Currently, the world’s most powerful AI supercomputer is Colossus, built by xAI. It was constructed in 214 days, cost $7 billion, runs on 200,000 AI chips, and consumes 300 megawatts — about as much as 250,000 residential homes.


The AI supercomputing sector is rapidly commercializing. In 2019, the private sector owned only 40% of such computing power, but by 2025, that share has risen to 80%. Over six years, commercial AI systems have grown 2.7 times faster per year than government systems (1.9x). This reflects a paradigm shift: supercomputers have evolved from research tools into industrial assets generating profits.

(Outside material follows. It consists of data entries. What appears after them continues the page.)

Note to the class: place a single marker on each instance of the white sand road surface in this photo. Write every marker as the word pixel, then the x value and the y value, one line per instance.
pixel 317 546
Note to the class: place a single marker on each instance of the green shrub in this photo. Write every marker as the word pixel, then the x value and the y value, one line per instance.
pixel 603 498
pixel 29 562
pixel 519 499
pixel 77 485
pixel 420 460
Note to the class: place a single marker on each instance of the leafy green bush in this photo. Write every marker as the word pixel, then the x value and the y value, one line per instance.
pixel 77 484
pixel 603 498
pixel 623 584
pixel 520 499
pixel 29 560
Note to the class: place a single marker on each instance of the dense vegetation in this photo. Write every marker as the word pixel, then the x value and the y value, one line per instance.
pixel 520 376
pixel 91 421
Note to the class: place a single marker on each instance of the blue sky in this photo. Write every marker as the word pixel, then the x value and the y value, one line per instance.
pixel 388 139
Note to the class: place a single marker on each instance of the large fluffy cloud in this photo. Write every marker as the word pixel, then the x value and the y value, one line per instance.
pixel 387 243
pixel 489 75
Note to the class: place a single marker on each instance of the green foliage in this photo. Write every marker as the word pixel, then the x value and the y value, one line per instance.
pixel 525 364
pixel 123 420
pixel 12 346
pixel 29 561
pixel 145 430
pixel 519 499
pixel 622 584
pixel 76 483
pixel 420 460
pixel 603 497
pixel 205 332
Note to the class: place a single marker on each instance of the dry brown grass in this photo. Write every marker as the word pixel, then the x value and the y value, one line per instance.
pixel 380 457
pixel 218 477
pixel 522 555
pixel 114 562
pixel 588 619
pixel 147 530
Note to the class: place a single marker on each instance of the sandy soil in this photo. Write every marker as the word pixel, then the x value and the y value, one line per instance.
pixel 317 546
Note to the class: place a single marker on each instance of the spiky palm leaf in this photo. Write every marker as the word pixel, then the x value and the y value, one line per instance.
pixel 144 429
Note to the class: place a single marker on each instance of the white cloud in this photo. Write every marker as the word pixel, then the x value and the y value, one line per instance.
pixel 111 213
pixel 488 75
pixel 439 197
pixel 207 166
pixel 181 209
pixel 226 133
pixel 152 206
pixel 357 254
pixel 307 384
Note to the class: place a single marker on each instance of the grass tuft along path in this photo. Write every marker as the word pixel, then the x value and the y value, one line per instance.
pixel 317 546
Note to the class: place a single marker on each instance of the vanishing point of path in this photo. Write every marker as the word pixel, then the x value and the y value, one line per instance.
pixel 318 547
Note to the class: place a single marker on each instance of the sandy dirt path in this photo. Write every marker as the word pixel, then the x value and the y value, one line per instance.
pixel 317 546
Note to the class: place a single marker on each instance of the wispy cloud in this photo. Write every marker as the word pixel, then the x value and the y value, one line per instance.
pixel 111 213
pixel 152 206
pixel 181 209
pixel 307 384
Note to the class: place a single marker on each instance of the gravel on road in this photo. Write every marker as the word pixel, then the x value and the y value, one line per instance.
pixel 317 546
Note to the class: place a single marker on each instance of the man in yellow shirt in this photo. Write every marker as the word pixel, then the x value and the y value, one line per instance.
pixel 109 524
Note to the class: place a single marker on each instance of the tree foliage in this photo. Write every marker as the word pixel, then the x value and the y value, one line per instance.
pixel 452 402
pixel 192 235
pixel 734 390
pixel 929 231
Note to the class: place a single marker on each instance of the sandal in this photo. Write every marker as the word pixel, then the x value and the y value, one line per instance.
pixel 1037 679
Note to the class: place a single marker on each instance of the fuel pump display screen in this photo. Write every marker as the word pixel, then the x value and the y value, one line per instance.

Major projects confirm this trend: OpenAI is pursuing the $500 billion Stargate initiative, and NVIDIA has a similarly ambitious plan. In total, Epoch AI’s database lists over 500 major AI centers built over the past six years.


The U.S. retains leadership in AI supercomputing capacity, controlling about 75% of all AI supercomputers. China follows with 15%, while traditional leaders like Japan and Germany have fallen behind. Physical location, however, doesn’t always correlate with usage — many data centers are accessed via the cloud.


Yet technological progress comes with significant costs. According to Good Jobs First, at least 10 U.S. states lose over $100 million in tax revenue annually due to data center tax incentives. Moreover, these facilities consume vast amounts of water and land, putting pressure on local ecosystems.


In early 2025, analysts from Cowen reported early signs of a market "cooldown." Major cloud providers, including AWS and Microsoft, began scaling back or pausing some projects. It remains unclear whether this represents a strategic pause or the beginning of an industry slowdown. But one thing is certain: the AI era is also the era of energy-hungry machines.